Structural features beneath neuronal avalanches

Abstract

Recently, Friedman et al performed high-resolution measurements [1] that strongly supported an universal critical character (in the sense of statistical physics) of neuronal avalanches, despite the abnormally high frequency of large events (bumps in the distributions of size and lifetime of avalanches) deforming the pure power-law behavior expected from analogies to equilibrium critical phenomena that became manifest only for smaller events. Based on simulations of the Kinouchi-Copelli (KC) model, we have shown [2] that such bumps may not be experimental artifacts and really be typical at criticality when the topology of the neural network is the Barabasi-Albert (BA) model, leading to a scale-free degree distribution of exponent -3.0. On the other hand, those simulations could not reproduce the exponents of the power-law region of the avalanche distributions in [1] (namely, -1.7 for the size distribution and -1.9 for the lifetime distribution). Besides that, the KC dynamics on BA topology revealed that the information capacity (entropy of avalanche size distribution) did not exhibit critical optimization, in contrast with an earlier experiment [3]. In this study we investigate the KC dynamics on the Uncorrelated Configuration Model (UCM) [4]. The UCM is a kind of wiring procedure of a neural topology that can lead to scale-free degree distributions with tunable exponents and can be matched to BA model.
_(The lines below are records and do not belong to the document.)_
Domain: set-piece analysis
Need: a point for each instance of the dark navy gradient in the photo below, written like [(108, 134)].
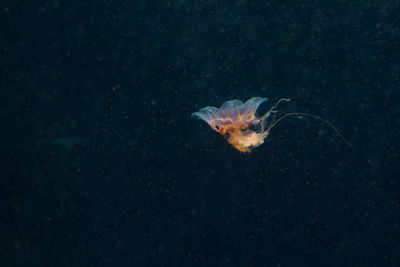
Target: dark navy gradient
[(102, 164)]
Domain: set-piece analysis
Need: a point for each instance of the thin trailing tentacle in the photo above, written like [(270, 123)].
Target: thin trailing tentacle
[(315, 117), (272, 110)]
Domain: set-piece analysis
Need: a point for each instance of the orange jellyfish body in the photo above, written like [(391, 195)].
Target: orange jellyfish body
[(237, 122)]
However, even so their avalanches are not identical. While the UCM also allows the appearance of bumps on the avalanche distributions, it both shows that the information capacity may be critically optimal and exhibits quantitatively accurate values of the critical exponents for small avalanches, suggesting the UCM may be descriptive of some structural features in the systems claimed to exhibit critical dynamics.